IBD: dieta ipocalorica potrebbe ridurre l’infiammazione modificando il microbiota intestinale

22 Marzo 2019 / di Giorgia Guglielmi


  • Stato dell’arte
    La malattia infiammatoria intestinale (IBD) rappresenta un gruppo di disturbi che causano un’infiammazione prolungata dell’intestino. Sebbene gli alimenti che causano cambiamenti pro-infiammatori nel microbiota intestinale siano stati associati a un rischio più elevato di sviluppare una IBD, l’impatto della dieta su questo gruppo di disturbi rimane scarsamente compreso.
  • Cosa aggiunge questa ricerca
    Nei topi, cicli di dieta ipocalorica e a basso contenuto di proteine hanno ridotto l’infiammazione dell’intestino e aumentato il numero di cellule progenitrici intestinali favorendo l’espansione dei microbi benefici dell’intestino.
  • Conclusioni
    I risultati, insieme agli effetti anti-infiammatori di una dieta “simil-digiuno” ottenuti in una sperimentazione clinica umana, suggeriscono che una dieta ipocalorica temporanea potrebbe alleviare l’infiammazione intestinale nelle persone con IBD.
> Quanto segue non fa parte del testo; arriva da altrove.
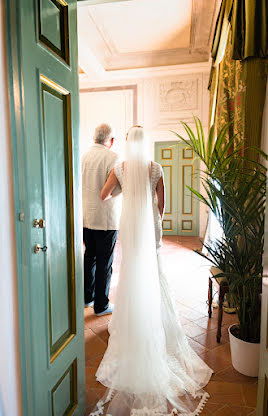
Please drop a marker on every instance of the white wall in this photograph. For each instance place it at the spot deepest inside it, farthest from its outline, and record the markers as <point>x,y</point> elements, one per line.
<point>114,107</point>
<point>10,395</point>
<point>164,97</point>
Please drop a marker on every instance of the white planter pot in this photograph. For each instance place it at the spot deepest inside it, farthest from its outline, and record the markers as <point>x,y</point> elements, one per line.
<point>245,355</point>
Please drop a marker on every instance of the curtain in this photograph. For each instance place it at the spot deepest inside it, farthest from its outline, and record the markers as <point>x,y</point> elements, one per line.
<point>241,96</point>
<point>239,70</point>
<point>249,20</point>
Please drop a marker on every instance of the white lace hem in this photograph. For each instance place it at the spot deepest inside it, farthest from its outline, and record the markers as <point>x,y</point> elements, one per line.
<point>152,412</point>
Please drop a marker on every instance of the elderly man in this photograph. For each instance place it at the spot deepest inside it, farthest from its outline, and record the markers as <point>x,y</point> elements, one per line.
<point>100,221</point>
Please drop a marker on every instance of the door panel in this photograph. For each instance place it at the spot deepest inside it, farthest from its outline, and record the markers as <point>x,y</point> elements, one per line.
<point>52,279</point>
<point>180,170</point>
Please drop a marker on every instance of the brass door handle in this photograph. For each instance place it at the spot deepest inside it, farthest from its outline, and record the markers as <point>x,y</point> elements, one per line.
<point>39,223</point>
<point>38,248</point>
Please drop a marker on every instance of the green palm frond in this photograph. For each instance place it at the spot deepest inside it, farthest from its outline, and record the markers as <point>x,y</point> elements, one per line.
<point>235,192</point>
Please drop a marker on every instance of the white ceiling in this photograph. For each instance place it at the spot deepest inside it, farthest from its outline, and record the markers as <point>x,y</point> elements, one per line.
<point>145,25</point>
<point>145,33</point>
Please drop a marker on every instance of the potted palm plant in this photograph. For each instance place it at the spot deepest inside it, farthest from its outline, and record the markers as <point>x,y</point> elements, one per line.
<point>235,192</point>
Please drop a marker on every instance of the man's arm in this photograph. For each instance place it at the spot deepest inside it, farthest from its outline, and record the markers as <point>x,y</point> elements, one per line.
<point>117,190</point>
<point>109,187</point>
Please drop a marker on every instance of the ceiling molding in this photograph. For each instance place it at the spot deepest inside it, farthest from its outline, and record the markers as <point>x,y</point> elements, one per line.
<point>94,32</point>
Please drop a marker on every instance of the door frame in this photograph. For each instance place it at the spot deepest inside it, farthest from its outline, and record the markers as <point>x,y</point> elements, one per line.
<point>20,209</point>
<point>16,113</point>
<point>196,185</point>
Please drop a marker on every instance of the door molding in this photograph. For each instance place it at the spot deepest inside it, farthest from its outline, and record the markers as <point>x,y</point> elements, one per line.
<point>16,111</point>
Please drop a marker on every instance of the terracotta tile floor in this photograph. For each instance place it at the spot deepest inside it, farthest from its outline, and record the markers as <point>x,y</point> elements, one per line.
<point>232,394</point>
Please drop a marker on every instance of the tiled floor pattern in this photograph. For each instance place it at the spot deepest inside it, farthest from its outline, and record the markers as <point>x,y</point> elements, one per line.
<point>232,394</point>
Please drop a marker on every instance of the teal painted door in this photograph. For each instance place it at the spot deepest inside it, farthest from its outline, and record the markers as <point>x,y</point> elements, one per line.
<point>48,204</point>
<point>180,169</point>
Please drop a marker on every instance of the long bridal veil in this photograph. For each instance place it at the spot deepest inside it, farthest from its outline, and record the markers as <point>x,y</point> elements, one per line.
<point>148,368</point>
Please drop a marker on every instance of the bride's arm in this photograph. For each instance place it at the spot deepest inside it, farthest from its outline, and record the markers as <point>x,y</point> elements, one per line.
<point>109,186</point>
<point>160,193</point>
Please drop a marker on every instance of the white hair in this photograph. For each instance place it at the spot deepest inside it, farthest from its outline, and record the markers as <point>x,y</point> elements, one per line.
<point>102,133</point>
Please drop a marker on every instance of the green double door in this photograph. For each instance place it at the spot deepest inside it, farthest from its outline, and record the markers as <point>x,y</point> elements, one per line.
<point>180,169</point>
<point>42,45</point>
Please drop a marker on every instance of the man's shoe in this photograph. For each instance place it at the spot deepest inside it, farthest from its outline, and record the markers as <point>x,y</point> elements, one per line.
<point>89,304</point>
<point>107,311</point>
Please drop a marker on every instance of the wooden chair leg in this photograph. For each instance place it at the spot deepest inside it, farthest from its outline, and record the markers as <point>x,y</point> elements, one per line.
<point>221,298</point>
<point>210,297</point>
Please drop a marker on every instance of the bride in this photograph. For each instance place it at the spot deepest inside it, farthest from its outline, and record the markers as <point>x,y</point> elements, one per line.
<point>149,368</point>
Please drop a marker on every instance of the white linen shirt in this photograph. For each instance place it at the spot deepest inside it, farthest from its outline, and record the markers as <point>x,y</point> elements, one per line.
<point>97,163</point>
Una dieta ipocalorica a basso contenuto di proteine può aiutare a ridurre l’infiammazione dell’intestino associata alla malattia infiammatoria intestinale. Questo è il risultato di uno studio condotto sui topi da Priya Rangan e Inyoung Choi della University of Southern California a Los Angeles, negli Stati Uniti. I risultati sono stati pubblicati sulla rivista Cell Reports.

La malattia infiammatoria intestinale (IBD) rappresenta un gruppo di disturbi, tra cui il morbo di Crohn e la colite ulcerosa, che causano un’infiammazione prolungata dell’intestino. Sebbene gli alimenti che causano cambiamenti pro-infiammatori nel microbiota intestinale siano stati associati a un rischio più elevato di sviluppare una IBD, l’impatto della dieta su questi disturbi è ancora poco compreso.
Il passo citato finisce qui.